И написал на карте, где было обозначено болото:
«Стратегическая высота № 6725». А в правом верхнем углу карты поставил гриф «Совершенно секретно. Один экземпляр!»
— И запомните, капитан, — сказал он полковнику. — В военном искусстве нет термина «бугор», но есть «высота». В распоряжении вверенной мне армии не может быть бугров! Ясно?!
— Так точно! — ответил полковник, разжалованный в капитаны.
Командующий спешно созвал военный совет.
— Нам стало известно, что в районе стратегической высоты № 6725 противник сконцентрировал значительные силы, по неуточненным данным до десяти когорт! — сообщил командующий, — Поэтому приказываю сосредоточить в указанном мною квадрате все наши резервы. Войска развернуть в боевые порядки. Всех писарей, поваров и сапожников поставить под ружье! Высоту держать до последнего солдата. За отступление расстрел на месте! Господа, я вынужден быть жестоким. Этого требует отечество!
— И еще, — сказал генерал. — В соседних населенных пунктах провести поголовную мобилизацию женщин для сбора осколков в прифронтовой полосе. Ни один осколок не должен достаться врагу! Я придаю этому особое значение! — вскричал командующий, и все встали.
— Стране не хватает металла. Не из чего ковать оружие для победы! Я первый подам пример патриотизма, — и командующий срезал со своего кителя металлическую пуговицу.
— Слава императору! Слава отечеству!
— Слава! — гаркнул военный совет, пораженный мужеством командующего.
Генерал вызвал свою жену и сказал:
— Дорогая, приготовься к худшему. Наверное, мы будем отступать, и тебе придется бросить наш спальный гарнитур. Я начал крупную, возможно, историческую битву. Мужайся! — И, поцеловав жене руку, генерал поехал к маршалу просить подкрепления.
* * *
Стратегическую высоту № 6725 в спешном порядке укрепили тремя линиями окопов. Саперы зарывались в высотку по самые забрала, сооружая огневые точки, наблюдательные пункты, ходы сообщений. На сдвоенные колья навешивали ряды колючей проволоки.

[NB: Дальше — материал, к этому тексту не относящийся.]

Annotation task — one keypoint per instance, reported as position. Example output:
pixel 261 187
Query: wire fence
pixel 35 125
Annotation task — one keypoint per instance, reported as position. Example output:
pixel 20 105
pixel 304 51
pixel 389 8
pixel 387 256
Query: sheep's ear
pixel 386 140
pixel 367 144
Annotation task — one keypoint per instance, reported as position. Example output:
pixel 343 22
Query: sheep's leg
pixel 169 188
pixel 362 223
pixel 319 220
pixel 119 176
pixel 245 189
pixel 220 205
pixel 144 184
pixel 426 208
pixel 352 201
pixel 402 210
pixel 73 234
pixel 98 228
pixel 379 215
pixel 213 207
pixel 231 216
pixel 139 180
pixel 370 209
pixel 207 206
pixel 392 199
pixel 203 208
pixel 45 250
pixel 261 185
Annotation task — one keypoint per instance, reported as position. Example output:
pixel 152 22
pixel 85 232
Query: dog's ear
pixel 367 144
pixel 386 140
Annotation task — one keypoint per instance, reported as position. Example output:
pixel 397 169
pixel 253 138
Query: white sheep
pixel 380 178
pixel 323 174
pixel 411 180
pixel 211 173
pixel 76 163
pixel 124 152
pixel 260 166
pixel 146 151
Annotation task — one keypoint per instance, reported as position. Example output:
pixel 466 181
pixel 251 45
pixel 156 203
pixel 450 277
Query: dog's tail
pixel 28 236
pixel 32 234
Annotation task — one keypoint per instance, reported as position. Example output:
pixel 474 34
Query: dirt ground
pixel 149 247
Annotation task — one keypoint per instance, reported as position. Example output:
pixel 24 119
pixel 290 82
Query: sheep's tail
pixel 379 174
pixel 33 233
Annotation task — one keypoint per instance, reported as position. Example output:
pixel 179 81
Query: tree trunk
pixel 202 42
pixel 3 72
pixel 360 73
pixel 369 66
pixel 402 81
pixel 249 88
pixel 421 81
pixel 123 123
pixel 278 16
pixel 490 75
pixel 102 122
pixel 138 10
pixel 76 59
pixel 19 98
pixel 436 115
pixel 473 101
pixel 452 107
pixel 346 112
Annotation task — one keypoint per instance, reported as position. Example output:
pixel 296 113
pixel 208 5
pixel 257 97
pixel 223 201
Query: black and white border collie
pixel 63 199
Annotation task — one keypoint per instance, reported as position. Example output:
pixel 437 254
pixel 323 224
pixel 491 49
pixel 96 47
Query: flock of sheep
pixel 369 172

В прачечной в огромных баках варили серу, чтобы поливать ею наступающего противника.
Командующий, заложив руки за спину, ходил по боевым порядкам и мрачнел с каждой минутой.
— Вы не понимаете всей серьезности момента! — распекал командующий бригадных командиров. — Я вас под военно-полевой суд подведу! Это высота чрезвычайного стратегического значения.
Возможно, она определит ход всей летней кампании. Сам император, — командующий задрал вверх палец, одновременно щелкнул шпорами, — выразил свою заинтересованность разработанной мною операцией. Не исключено, что сюда для ознакомления с районом боевых действий прибудет генералиссимус! И что он увидит? Вопиющее разгильдяйство! Войска не готовы к приему высокого гостя! Позор!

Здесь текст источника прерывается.